What is a trisomy?
Trisomy (means “three bodies”) is a chromosomal disorder characterised by an additional chromosome, when there are three rather than two of a particular chromosome, thus bringing the total chromosomes number to 47 (instead of normal 46 number). A trisomy is a type of aneuploidy. It can occur with any chromosome, but often result in spontaneous miscarriage (abortion), since the conditions are not compatible with life. In fact, trisomies represent around 40% of spontaneous abortions and stillbirths. However, some fetuses with trisomy of particular chromosomes can survive till birth. Children affected by trisomy usually have a range of birth defects, delayed development, intellectual disabilities and shortened life expectancy.

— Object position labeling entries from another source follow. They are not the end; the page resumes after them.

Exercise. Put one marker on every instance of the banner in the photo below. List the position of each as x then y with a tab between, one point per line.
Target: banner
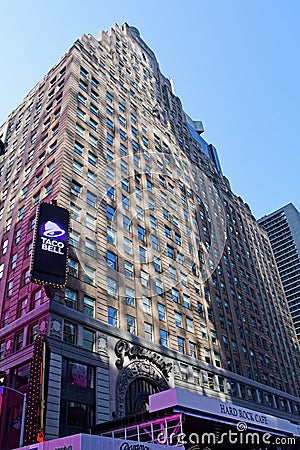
49	254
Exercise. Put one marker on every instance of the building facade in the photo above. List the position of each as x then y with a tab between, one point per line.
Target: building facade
283	228
171	281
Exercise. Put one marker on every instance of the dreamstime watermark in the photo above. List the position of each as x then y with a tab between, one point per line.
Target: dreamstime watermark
240	436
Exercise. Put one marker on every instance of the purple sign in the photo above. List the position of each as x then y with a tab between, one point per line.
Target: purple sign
49	256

With few exceptions, trisomies do not appear to be compatible with life and represent about 35% of spontaneous abortions.

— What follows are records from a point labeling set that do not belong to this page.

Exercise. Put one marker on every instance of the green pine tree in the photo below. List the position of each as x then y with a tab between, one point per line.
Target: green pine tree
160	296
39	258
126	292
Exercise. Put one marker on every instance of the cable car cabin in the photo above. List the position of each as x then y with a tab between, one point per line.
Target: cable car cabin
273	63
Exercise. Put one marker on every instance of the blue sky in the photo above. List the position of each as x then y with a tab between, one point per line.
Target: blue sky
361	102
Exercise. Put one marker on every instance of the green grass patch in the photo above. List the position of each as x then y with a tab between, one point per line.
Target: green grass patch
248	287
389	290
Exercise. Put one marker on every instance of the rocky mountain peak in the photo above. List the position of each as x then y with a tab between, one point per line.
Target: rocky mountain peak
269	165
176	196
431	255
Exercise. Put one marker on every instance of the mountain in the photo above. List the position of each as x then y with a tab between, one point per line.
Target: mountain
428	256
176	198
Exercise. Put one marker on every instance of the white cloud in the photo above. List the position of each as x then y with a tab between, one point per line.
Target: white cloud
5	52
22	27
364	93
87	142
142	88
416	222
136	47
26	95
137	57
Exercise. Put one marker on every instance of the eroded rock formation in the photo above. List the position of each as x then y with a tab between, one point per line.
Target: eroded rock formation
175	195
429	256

Most common trisomies in embryos, who survive till birth are:
- trisomy 21 (Down syndrome)
- trisomy 18 (Edwards syndrome)
- trisomy 13 (Patau syndrome)
- trisomy 9
- trisomy 8
- trisomy 22
The first three are the commonest trisomies in human.
The risk of most trisomies of autosomal chromosomes is highly dependent on maternal age because of increased errors in cell divisions with woman’s age. The risk increases sharply exponentially when women approach the end of their reproductive life span.
Down syndrome (T21) is a relatively common birth defect, on average affecting about 1 in every 750 births and the risk is related to maternal and gestational age. Even though younger mothers have lower risk, their birth rate is much higher, and therefore more than half of the mothers of all Down syndrome babies are younger than 35 years.
For more specific risk estimation and available NIPT choices please refer to our educational MyAdvisor Tool.
Trisomy of sex chromosomes can include XXX (triple X syndrome), XXY (Klinefelter syndrome), XYY. Trisomy of the sex chromosomes normally has less severe consequences than trisomy of the autosomal chromosomes and their risk is not generally dependent on maternal age (except XXX and XXY, which have significant age effect).